Safety in the workplace is a big issue, and one that needs to be addressed urgently.

For some time, I had been meaning to put up a sign saying ‘Please shut the gate‘ on the front entrance of my home. It’s one of those safety things I had kept overlooking. Then one day I nearly paid too high a price for my neglect.

Wilson, an important member of the Switzer ‘pack’ had somehow taken himself on a walk over to Centennial Park [Sydney] and nearly didn’t make it back. Thankfully, caring neighbours heard his yelping after the car that hit him drove off without stopping and we got him to the vet in time. Battered and bruised though he was, the story had a happy ending.

While on matters of safety, over recent years, trade associations, employer groups, government bodies and insurers have made moves to educate employers about workplace safety, which has serious implications for employees and customers.

I had another personal and painful experience many years back of an unsafe practice that could have cost the owner plenty.

It was mid-football season when I dashed up to the hardware store on a Saturday morning. Ordering some gear for a domestic building project that was having difficulty finishing in time for the Olympics, I was told to drive around to the back to pick up some heavy stuff in the loading dock.

After backing in, I got out of the car with my back to the dock and turned to enter the store — but that’s as far as I went. It was all down from here — to the ground, that is.

To cut a long and bloody story short, I copped some three quarter inch copper pipe right to the forehead, missing my eye by a couple of centimeters!

The four meters of wobbling and flexing pipe was being carried by a plumber who ‘in all his years had never done this before!’, though as I lay in the casualty room, one employee admitted he’d nearly been a casualty only moments before.

Putting aside the plumber’s self-defensive attitude, the big questions were for the hardware store. The bottom line is this business had unsafe practices. Business owners must talk to staff and contractors about safety.

Dr. Ki Douglas, from the Department of Employment and Industrial Safety at Workplace Health and Safety Queensland, says sensible business owners should have a documented system outlining safety procedures to be taken if there is say spilt water in a walkway traversed by customers and employees.

She mentions a court case where a female customer slipped over in a well-known department store. “A very thorough documented system of the work completed, along with the signs used helped them in court,” Douglas recalls.

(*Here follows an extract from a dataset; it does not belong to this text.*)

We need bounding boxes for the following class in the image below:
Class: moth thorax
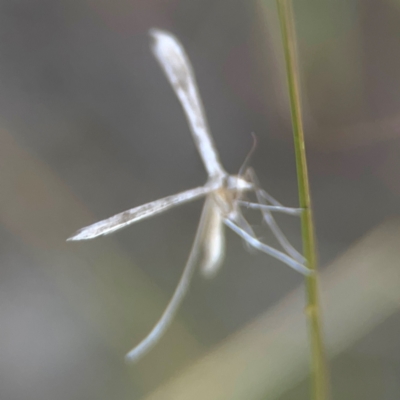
[226,175,253,192]
[213,188,235,217]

While small business doesn’t have many fatalities, Douglas says they still shouldn’t be complacent and be adequately insured. Though most third party and workers comp policies protect a business, she pinpoints two concerns business owners should have lest they get involved in a serious breach of safety issue.

Firstly, there can be bad publicity and a real loss of reputation. This could involve expensive remedies including enormous capital outlays to enhance safety features to expensive ad campaigns to win back customers.

In some cases, workers comp premiums could rise steeply. She advises home-based businesses to review business practices with respect to safety. It’s important for every business owner to evaluate just how safe they are.

If I’d lost an eye or wound up being tagged as ‘Scarface Switzer’, the hardware store in question would’ve lost a lot of money and copped a reputation losing bucketing in the media. That didn’t happen. But they did lose a customer, because I didn’t risk going back there to buy the sign for the gate.